Word after word, she repeated the incantation to open the flow of her powers. There was only one technique she knew, and even though she felt like she was stronger than some of the other initiates at the Academy, here, now, she felt as powerless as a bug.
But a bug could, at least, hide.
She tugged on the shadows with her voice, pulling on them with all of the will she could bring to bear. A slight darkening, and she felt the strain grow within. For a moment, it flickered there and she was sure that whatever sought her would soon find its quarry. But then the struggle ended and the space between the bookcases became entirely enshrouded in shade. It was a pure darkness, one untouchable by light, and she was surprised at her success.
The fear returned as she finally saw what was calling her name. It was a man, though the motions of his body, as if his joints were ALL loose, caused Nabras’s hands to shake violently.
It slowly approached, saying her names at various volumes, slurring it sometimes, extending it out, or sometimes speaking with enough clarity and humanity that she was sure that there was someone inside that thing. It looked between the bookcases, searching, asking for her.
It stood in front of her then.
For Nabras, it was a frozen moment. This man looked familiar, yet the emptiness in his eyes was beyond comprehending. She had never seen an undead, yet one stood before her now. He wore a regal outfit that was cut up and marred with blood. The skin on his face and around his eyes had been torn ragged, and his hands dripped with blood, nail-less. His eyes… Nabras was certain those eyes were the very last ones she would ever see.
It stared into the darkness where she hid, its gaze searching for her. And as simple as that, it moved on.
For a long while, it circled the room, saying her name, looking into dark corners.
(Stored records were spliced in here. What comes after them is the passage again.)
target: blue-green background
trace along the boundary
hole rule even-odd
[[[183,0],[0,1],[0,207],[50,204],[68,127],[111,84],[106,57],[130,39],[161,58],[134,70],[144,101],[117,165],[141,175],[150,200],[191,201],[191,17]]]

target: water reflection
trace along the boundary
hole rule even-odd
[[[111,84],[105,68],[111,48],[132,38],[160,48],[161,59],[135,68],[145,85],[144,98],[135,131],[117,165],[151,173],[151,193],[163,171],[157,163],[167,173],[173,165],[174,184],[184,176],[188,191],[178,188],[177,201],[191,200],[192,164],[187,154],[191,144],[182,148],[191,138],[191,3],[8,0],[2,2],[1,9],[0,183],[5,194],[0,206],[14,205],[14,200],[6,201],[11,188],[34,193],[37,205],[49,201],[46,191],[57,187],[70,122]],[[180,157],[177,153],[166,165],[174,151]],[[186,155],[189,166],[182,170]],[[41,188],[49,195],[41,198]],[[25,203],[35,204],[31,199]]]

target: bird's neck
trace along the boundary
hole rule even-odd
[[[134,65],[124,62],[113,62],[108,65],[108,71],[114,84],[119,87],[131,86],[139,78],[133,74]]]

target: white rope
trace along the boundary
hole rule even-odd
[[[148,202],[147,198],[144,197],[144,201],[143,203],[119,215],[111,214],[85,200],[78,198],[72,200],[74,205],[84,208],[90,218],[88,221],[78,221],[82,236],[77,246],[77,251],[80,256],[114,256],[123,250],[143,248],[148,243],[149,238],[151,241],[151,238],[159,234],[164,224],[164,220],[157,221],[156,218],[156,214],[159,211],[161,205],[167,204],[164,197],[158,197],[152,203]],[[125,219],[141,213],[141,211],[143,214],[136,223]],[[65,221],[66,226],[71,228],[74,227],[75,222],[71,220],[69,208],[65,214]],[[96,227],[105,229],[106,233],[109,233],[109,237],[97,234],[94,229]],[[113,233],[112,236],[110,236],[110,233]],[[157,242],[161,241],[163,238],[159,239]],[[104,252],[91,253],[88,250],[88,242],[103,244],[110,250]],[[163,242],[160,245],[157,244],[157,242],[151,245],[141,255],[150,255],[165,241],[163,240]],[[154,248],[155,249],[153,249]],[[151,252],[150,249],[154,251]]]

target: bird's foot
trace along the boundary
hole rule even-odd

It passed her two more times before it slowly made its way to the door, leaving as quietly as it had entered.
Nabras felt her entire body collapse under the stress, now that she could do so freely. Tears came to her, and for a long while she sobbed in the darkness. It was comforting, the silence of the Reliquary, for the last while it had been filled with the dreadful voice of death, her death.
Why?
It would be a question that would haunt her for a long while.
After an hour of sitting there, waiting, she felt it was most likely safe to leave the Reliquary. She quickly came up to the door, pushed against it, but her face slammed into the hard wood, causing her to bounce off and fall over.
The ringing inside her skull was hard to ignore, but panic swelled in her belly, forcing her to her feet. She came to the door again, placed her hands on it, and pushed.
It did not move.
She sighed, frowned, then sat there in front of the door. The creature, whatever it was, had closed the door fully behind itself when leaving.
“What a polite monstrosity,” she thought, resigning herself to a night locked away in a dungeon.